第93話 ブレーキ

「そのブレーキという物は付けないといけない物なのか?」


「勿論、僕の改良した馬車にはね」


 あ! 自分で言って今気が付いたけど、爺ちゃんの馬車もその対象なんだよな。ましてあの馬車は重いから、平地でも必要なぐらいだ。前回使った時は距離もそうでもなかったし、道も悪いからスピードもそれなりにで、勾配の少ない所を通ったからそこに気付かなかったけど、今回王都に行った爺ちゃんは距離もそうだが、色々条件が違って来ているから何か起きてもおかしくない。何も起きていなければ良いけど……。


「それなら親父の馬車もそうじゃないのか?」


「それを言わないで、僕も今それに気づいて、何もなければ良いなと思っているんだから」


「まぁ大丈夫だろう。あの親父の事だ、何かあっても怪我ぐらいで死にはしないから」


 父ちゃんはそう言うけど、重い馬車が急こう配の下り坂でどんな事になるか分かっている俺にとっては恐怖でしかない。下手したら本当に死にかねないからね。


「簡単に言わないでよ。作った僕からしたら本当に怖いんだよ」


「マーク、だからと言って今更どうにか出来る問題でもないだろう。それなら無事を祈っていれば良いんだよ」


 確かに父ちゃんの言う通りだけど、気に成るものはしょうがない……。だが、


「とーの言う通りだから、今はそれを祈りつつ、帰って来たら直ぐに付けられるようにブレーキを作っておくよ」


「それで良い。だがこれからはそういう事の無いように気を付けるんだぞ」


「うん」


 父ちゃんから言われて思ったけど、そういう事も経験で職人は覚えて行くんだろうな。失敗から学ぶ、それはとても大事な事だ。前世の歴史でも人間はそうやって科学を発展させてきた。事故が起きればその原因を尽き止め、次に繋げる。そしてその先には初めから最悪を想定するように成る。

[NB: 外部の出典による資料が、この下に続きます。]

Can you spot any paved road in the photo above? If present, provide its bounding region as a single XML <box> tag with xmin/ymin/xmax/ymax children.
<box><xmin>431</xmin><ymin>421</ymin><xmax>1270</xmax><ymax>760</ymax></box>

 そう考えると今から作るブレーキもそういう考えで作らないといけないな……。馬車のブレーキ……?


 普通馬車のブレーキは車輪の外側に取り付けられた摩擦材を使って減速する。ブレーキをかけると、その摩擦材が車輪に押し付けられ、摩擦によって速度が落ちる仕組みだが、その摩擦材を何にするかだな。


 俺の前世の知識では、


 木材: 初期の馬車では、木材が摩擦材として使われていました。木材は手に入りやすく、加工もしやすいため。


 革: 革もよく使われる素材の一つで、革は耐久性があり、摩擦力も適度に高いため、ブレーキ材として適している。


 金属: 一部の馬車では、金属製の摩擦材が使われることもあった。金属は高い摩擦力を持ち、耐久性も優れていますが、車輪やブレーキシステムに対する負担が大きくなることがあるので、近代になってからの方が多い。


 これだとやっぱり摩擦材は木材か皮だな。金属は流石にこの世界の今の技術では作れないし、必要ない。そこまでスピードの出る物が作られれば別だけど……。


「とー、この辺で手に入る木材であまり堅くない木は何がある?」


「堅くない木か~~、それなら木工細工に使っている木が良いんじゃないか? 加工しやすいから使っているんだろうから、堅くは無いだろう」


「それだと、パーイン(松)かシーダ(杉)だね」


「俺は鍛冶屋だから詳しくないが、ケントの所で使っているのはそれだな」


 松か杉なら丁度良いだろう。加工もしやすいし杉は防水性にも優れているからな。という事で木材は杉、シーダに決まったが、俺のブレーキはそれだけで終わらせるつもりはない。俺のブレーキは木材と皮の併用ブレーキだからだ。


「とー、ちょっとミーシャちゃんの家に行ってくるね」


「いやいや、待て待て、お前が行ってどうする。五歳の子供に木材なんか売ってくれないぞ」


 あぁ~~そうだよね。普通木材なんかを子供には売らないよね。まして俺は金なんか持っていない。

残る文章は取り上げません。